On the other hand, soil community of rainy season was most enriched by Conexibacter, Rubrobacter, Salinispora and Mycobacterium (Actinobacteria Phylum), and other genera belonging to Proteobacteria (Bradyrhizobium, Rhodopseudomonas, Methylobacterium and Nitrobacter) (Figure 5). It is interesting to note that most of the Proteobacteria-affiliated taxa (especially Alphaproteobacteria) enriched in rainy soils from both experimental fields have generally been characterized as fast-growing and free-living N-fixing and nitrifying bacteria in soil ecosystems (Tsoy et al., 2016). The abundance of Bradyrhizobium in both sampling seasons and soils was remarkable. This genus is widely spread in the soils worldwide (Delgado-Baquerizo et al., 2018), including the bulk soil in Brazilian semi-arid lands (Pacchioni et al., 2014). Bradyrhizobium also nodulates several crops and native legumes of Brazilian semi-arid (Martins et al., 2003; Leite et al., 2017; Marinho et al., 2017; Menezes et al., 2017; Santos et al., 2017; Rodrigues et al., 2018). The abundance of Bradyrhizobium in the soil evaluated, even in low water availability, indicates their drought tolerance and biotechnological potential for rhizobial prospection studies.

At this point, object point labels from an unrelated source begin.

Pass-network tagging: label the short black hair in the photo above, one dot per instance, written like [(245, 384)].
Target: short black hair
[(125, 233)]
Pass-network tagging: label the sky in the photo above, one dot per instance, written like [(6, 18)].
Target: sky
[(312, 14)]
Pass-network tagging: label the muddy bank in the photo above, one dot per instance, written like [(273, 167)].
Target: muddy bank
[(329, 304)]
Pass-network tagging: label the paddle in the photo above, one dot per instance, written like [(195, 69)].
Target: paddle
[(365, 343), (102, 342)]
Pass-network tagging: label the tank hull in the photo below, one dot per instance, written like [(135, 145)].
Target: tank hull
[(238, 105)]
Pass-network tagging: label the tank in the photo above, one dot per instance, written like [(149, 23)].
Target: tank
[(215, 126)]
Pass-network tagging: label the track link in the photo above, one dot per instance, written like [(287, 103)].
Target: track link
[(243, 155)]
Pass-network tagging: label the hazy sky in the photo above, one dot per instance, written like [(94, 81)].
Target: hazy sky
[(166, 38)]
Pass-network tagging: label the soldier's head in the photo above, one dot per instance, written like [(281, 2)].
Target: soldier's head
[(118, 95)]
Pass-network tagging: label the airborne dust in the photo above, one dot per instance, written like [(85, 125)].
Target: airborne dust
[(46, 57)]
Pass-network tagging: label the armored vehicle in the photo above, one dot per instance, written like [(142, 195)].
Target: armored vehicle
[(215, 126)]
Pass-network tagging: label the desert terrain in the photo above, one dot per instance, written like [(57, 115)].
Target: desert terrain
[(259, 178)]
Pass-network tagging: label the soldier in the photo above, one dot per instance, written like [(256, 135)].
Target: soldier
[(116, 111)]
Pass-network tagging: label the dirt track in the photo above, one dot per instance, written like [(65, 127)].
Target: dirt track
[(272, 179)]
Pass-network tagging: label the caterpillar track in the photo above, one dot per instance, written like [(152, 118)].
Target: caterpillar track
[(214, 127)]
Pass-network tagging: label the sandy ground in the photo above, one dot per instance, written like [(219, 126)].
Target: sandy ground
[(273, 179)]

Anaeromyxobacter, a facultative anaerobic myxobacterium, was the only Proteobacteria-affiliated genus significantly overrepresented (p < 0.05, Figure 5) in the soils with land-use influence. Anaeromyxobacter spp. have been proposed to contribute to in situ bioremediation applications for ferric-iron and uranium reduction, herbicides degradation, and are important in N and C cycling in aquatic, sedimentary, and agricultural soils (He and Sanford, 2003; North et al., 2004; Thomas et al., 2009; Sanford et al., 2012).
The increase of Anaeromyxobacter spp. and Acidobacteria groups in agriculture-affected soils may be explained by the process called “priming effect,” generated by the nutrient input. Furthermore, their previously recognized metabolic and genetic potential presume a role in the nutrient cycling (mainly N), mitigating the impacted of the fertilization, such as soil acidification, nitrate leaching, and loss of biodiversity (Ward et al., 2009; Sanford et al., 2012).
Differences in the Functional Traits of the Microbiome From Preserved Soils Under the Seasonal Regime
The functional composition of Caatinga soil metagenomes was analyzed using high-quality reads obtained after quality control filtering of MG-RAST pipeline. Only 20–25% of total sequences could be assigned to functional categories using the SEED database (Supplementary Table S3). Most of them were assigned to one of the following level 1 SEED subsystems related to housekeeping functions: “carbohydrates,” “protein metabolism,” “amino acids and derivatives” and “RNA and DNA metabolism.” The relatively minor categories represented specific ecological functions such as nutrient cycling, stress response and dormancy/sporulation strategies (Supplementary Figure S3). STAMP software was used in the statistical comparisons at a finer functional classification (SEED level 2 and 3) in order to the understanding of how the functional capabilities encoded by the soil microbial communities are affected in response to seasonal and anthropogenic factors.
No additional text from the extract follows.